The data suggesting relative hypocortisolism in CFS, along with the co-existence of fatigue, low blood pressure and mood alterations in both Addison’s disease and CFS, have led to trials of hydrocortisone therapy in CFS. A randomised crossover trial in 32 CFS patients, of low-dose hydrocortisone (5mg or 10mg) treatment compared with placebo showed a reduction in self-reported fatigue scores after 1 month of treatment (64). In 28% of patients taking hydrocortisone, fatigue scores reached a predefined cut-off value similar to the normal population score. Only 9% of patients taking placebo achieved this reduction in fatigue score. Two larger trials of hydrocortisone treatment in CFS, have subsequently shown no real benefit of treatment. The first trial, which included 70 patients, treated with hydrocortisone (16mg/m2 daily in 2 divided doses) for 3 months reported some improvement in symptom scales (65). It is of interest that those with the lowest cortisol levels and adrenal reserve were not the most symptomatic, nor were they more likely to respond to hydrocortisone treatment. Adverse effects including weight gain, increased appetite and disturbed sleep, occurred in those taking hydrocortisone. Hydrocortisone treatment was also associated with significant adrenal suppression, on the basis of basal and ACTH-stimulated cortisol levels in 12 patients. The authors concluded that the risks of adrenal crisis outweighed any perceived benefit of treatment and therefore that systemic corticosteroids should not be used in the treatment of CFS (65).

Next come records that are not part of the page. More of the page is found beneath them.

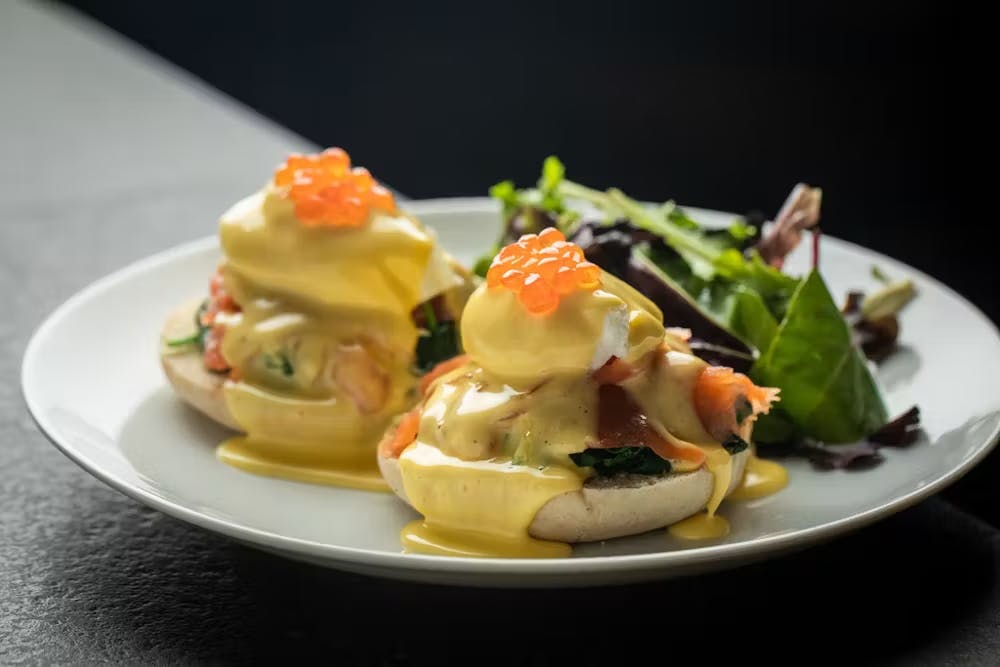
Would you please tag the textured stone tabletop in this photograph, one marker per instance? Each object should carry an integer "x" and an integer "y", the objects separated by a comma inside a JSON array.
[{"x": 109, "y": 155}]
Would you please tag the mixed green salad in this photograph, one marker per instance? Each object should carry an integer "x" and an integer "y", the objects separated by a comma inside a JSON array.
[{"x": 727, "y": 286}]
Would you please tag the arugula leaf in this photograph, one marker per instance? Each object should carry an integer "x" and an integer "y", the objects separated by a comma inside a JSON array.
[
  {"x": 826, "y": 389},
  {"x": 743, "y": 311},
  {"x": 622, "y": 460}
]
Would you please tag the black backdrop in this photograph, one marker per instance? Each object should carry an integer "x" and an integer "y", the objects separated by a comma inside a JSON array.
[{"x": 717, "y": 104}]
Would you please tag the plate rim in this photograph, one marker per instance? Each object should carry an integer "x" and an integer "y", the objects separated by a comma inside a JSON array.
[{"x": 334, "y": 554}]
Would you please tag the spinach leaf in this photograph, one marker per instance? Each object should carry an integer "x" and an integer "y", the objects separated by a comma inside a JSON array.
[
  {"x": 198, "y": 337},
  {"x": 826, "y": 389},
  {"x": 439, "y": 343},
  {"x": 734, "y": 444},
  {"x": 279, "y": 361},
  {"x": 624, "y": 460}
]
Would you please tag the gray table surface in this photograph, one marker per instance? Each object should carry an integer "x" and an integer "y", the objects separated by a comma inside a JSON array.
[{"x": 109, "y": 155}]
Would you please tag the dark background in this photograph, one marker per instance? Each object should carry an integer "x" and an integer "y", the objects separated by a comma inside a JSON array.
[
  {"x": 715, "y": 105},
  {"x": 723, "y": 105},
  {"x": 718, "y": 104}
]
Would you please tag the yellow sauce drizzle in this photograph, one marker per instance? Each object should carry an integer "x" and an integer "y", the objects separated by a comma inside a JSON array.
[
  {"x": 762, "y": 478},
  {"x": 479, "y": 508},
  {"x": 324, "y": 340}
]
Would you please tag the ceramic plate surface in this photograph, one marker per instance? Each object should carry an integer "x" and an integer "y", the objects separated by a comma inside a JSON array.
[{"x": 111, "y": 411}]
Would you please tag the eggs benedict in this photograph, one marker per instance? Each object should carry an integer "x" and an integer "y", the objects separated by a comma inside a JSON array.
[
  {"x": 328, "y": 305},
  {"x": 574, "y": 416}
]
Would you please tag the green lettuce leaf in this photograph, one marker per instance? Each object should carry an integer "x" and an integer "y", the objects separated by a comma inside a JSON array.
[{"x": 826, "y": 389}]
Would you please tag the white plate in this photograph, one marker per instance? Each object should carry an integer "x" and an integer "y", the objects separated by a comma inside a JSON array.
[{"x": 92, "y": 381}]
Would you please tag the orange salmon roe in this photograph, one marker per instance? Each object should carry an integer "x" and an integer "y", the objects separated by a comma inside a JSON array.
[
  {"x": 542, "y": 268},
  {"x": 328, "y": 191}
]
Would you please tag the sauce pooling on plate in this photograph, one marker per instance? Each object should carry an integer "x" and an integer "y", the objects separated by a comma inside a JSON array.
[{"x": 325, "y": 274}]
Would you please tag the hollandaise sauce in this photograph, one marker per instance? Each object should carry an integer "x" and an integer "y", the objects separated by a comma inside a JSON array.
[
  {"x": 761, "y": 479},
  {"x": 496, "y": 436},
  {"x": 479, "y": 508},
  {"x": 322, "y": 346}
]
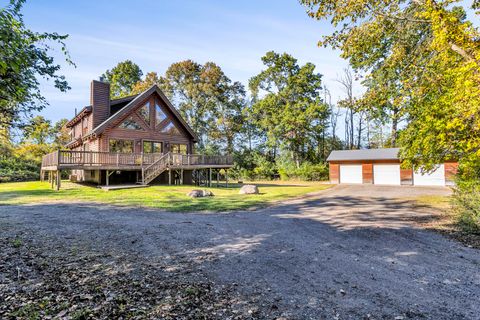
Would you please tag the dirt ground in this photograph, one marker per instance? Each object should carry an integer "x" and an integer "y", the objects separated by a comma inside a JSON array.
[{"x": 350, "y": 252}]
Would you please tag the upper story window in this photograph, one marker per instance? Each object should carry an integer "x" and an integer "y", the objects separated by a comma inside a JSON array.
[
  {"x": 130, "y": 123},
  {"x": 178, "y": 148},
  {"x": 171, "y": 129},
  {"x": 159, "y": 114},
  {"x": 144, "y": 112}
]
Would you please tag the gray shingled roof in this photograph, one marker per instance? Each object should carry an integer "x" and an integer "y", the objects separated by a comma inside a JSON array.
[{"x": 366, "y": 154}]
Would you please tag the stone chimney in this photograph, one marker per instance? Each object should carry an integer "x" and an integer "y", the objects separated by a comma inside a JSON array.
[{"x": 100, "y": 101}]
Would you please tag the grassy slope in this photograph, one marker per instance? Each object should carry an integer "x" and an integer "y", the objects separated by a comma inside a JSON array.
[{"x": 172, "y": 198}]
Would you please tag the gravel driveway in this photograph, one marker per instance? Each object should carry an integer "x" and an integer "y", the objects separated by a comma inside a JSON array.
[{"x": 350, "y": 252}]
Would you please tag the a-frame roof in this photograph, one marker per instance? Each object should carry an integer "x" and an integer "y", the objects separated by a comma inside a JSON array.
[{"x": 132, "y": 104}]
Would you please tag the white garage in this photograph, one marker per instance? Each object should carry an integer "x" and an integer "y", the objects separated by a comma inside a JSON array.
[
  {"x": 387, "y": 174},
  {"x": 434, "y": 178},
  {"x": 383, "y": 167},
  {"x": 351, "y": 173}
]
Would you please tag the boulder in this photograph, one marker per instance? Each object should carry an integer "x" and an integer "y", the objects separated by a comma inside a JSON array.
[
  {"x": 248, "y": 189},
  {"x": 200, "y": 193}
]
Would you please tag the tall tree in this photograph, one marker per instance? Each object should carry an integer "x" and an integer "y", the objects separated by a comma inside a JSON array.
[
  {"x": 420, "y": 60},
  {"x": 288, "y": 104},
  {"x": 122, "y": 78},
  {"x": 24, "y": 59},
  {"x": 230, "y": 118},
  {"x": 206, "y": 98}
]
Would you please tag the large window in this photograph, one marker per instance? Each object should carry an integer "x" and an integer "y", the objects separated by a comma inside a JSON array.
[
  {"x": 152, "y": 147},
  {"x": 124, "y": 146},
  {"x": 144, "y": 112},
  {"x": 130, "y": 123},
  {"x": 159, "y": 114},
  {"x": 178, "y": 148}
]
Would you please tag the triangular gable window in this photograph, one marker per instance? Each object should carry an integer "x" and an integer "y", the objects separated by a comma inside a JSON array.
[
  {"x": 131, "y": 124},
  {"x": 171, "y": 129},
  {"x": 144, "y": 112},
  {"x": 159, "y": 114}
]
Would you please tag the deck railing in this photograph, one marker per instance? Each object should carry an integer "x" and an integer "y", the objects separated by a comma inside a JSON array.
[{"x": 72, "y": 158}]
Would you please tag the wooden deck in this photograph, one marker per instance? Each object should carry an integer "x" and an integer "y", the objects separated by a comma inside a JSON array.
[{"x": 92, "y": 160}]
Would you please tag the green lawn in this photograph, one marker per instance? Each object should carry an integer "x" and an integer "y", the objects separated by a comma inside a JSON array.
[{"x": 171, "y": 198}]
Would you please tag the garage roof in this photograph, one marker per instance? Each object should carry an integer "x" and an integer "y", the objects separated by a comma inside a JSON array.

Fludrocortisone (0.1-0.2mg) was tested in a placebo-controlled, double-blind crossover trial. No improvement in symptoms, treadmill exercise performance or reaction time was observed in the 20 CFS patients who completed the trial (66).
Recently, Blockmans et al., have published a 6 month randomised, placebo-controlled, double-blind, crossover study of hydrocortisone (5mg/day) and fludrocortisone in 100 patients fulfilling the CDC criteria for CFS (67). There was no benefit of treatment on self-reported fatigue or well-being.
The available scientific data indicates that the symptomatic benefit achieved with hydrocortisone or fludrocortisone replacement is, at best, marginal, and importantly, may be associated with clinically significant adverse effects, including adrenal suppression or features of glucocorticoid excess. These adverse effects outweigh any perceived benefit of treatment. Thus hydrocortisone and fludrocortisone treatment in CFS patients is not justified. In addition, ACTH stimulation testing has no practical relevance in the routine assessment of CFS patients, and should not be used to formulate management decisions.
Chronic fatigue syndrome refers to a cluster of symptoms that are characterised by post-exertional malaise and fatigue. Dysregulation of the hypothalamic-pituitary-adrenal axis has been implicated in fatigue disorders. Although a disorder of the central stress system has been postulated, peripheral stress system dysfunction is possible. This is supported by the association of fatigue with heritable disorders of cortisol transport, including CBG gene mutations and glucocorticoid resistance. Studies of the pituitary-adrenal axis in CFS patients are difficult and confounded by methodological inconsistencies between studies. However it is clear that hydrocortisone treatment for fatigue symptoms is not warranted, because of a lack of evidence of benefit, but perhaps more importantly, because of evidence of possible harm.